PHILADELPHIA (AP) – De Cockpit Voice Recorder did not work on a medical transport plane that crashed in Philadelphia in January and probably did not work for several years, said the National Transportation Safety Board in a provisional report that was published on Thursday. The NTSB also confirmed that the crew did not make emergency calls to air the traffic control during the one -minute flight. A land warning system that may contain flight data memory is still evaluated by the manufacturer, the desk said.
The medical transport plane collapsed within a minute of departure in a residential and commercial area in the Noordoost -Philadelphia airport and broke out in a fireball on the evening of January 31. Officials said that the crash was on board the Learjet 55 and a seventh person who was on the ground in a vehicle. At least two dozen others were injured on the ground, including a 10-year-old boy in a vehicle hit by rubble while trying to protect his sister.
Those on the plane include an 11-year-old girl who had received medical treatment in the Philadelphia Hospital of Shriners Children. Jet Rescue Air Ambulance said the plane Valentina Guzmán Murillo and her 31-year-old mother, Lizeth Murillo Osuna, had taken the home of Mexico.
Familiar news and daily pleasure, exactly in your inbox
Watch yourself-the Yodel is the source for daily news, entertainment and feel-good stories.

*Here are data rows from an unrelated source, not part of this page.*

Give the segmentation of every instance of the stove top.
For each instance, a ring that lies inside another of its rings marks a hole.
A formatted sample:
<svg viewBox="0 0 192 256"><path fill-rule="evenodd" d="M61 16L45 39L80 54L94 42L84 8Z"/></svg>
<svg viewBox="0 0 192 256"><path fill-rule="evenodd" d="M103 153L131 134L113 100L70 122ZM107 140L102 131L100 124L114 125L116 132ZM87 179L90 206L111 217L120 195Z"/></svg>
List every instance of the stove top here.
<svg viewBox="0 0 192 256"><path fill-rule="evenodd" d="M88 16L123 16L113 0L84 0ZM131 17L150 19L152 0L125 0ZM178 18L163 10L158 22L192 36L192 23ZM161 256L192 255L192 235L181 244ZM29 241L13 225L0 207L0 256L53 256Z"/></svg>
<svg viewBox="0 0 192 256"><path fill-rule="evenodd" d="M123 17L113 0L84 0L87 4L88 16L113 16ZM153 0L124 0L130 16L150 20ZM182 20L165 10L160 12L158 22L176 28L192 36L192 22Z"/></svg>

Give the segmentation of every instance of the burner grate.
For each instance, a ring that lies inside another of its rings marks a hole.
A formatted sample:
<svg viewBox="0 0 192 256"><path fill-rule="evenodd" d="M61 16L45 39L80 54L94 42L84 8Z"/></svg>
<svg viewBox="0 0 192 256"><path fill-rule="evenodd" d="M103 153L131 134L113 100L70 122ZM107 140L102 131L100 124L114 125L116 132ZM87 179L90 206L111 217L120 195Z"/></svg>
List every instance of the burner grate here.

Jet Rescue identified his team members as Dr. Raul Meza Arredondo, 41; the captain, Alan Montoya Perales, 46; De Copilot, Josue de Jesus Juarez Juarez, 43; and paramedician Rodrigo Lopez Padilla, 41. All four came from Mexico.
NTSB -chairman Jennifer Homendy has said that air traffic controllers have heard nothing about before the crash.
According to the report, the recorder was found eight feet (2.4 meters) underground after the aircraft had crashed and had considerable damage, including exposure to liquids. After extensive cleaning and repairs, the desk discovered that the tape of 30 minutes did not have an audio of the flight.
The high-impact crash left the aircraft very fragmented and a rubble field that according to the NTSB was about 1,410 feet long and 840 ft wide on Thursday.
The American transport secretary Sean Duffy, who visited the crash site with researchers, said the plane to “a very steep angle” and that the impact area was remarkably “extensive”.
City officials said that the resulting fire and the rubble have destroyed more than a dozen houses and companies or considerably damaged.
Andrew Parker Felix, a lawyer in Orlando, in Florida, represents a man who drove home from his work when his SUV was flooded in aircraft fuel through the crash. He said that the man spent 11 days on an intensive care unit, through the skin transplants.
“This will be a long way of recovery for him,” said Felix.
At least three other law firms have said they represent victims of the crash.
The crash was one of a series of recent aviation tramps and close calls that caused some people to worry about the safety of flying. It only came two days after an American Airlines – Jet and an army helicopter collided in Washington, DC – the deadly American air disaster in a generation.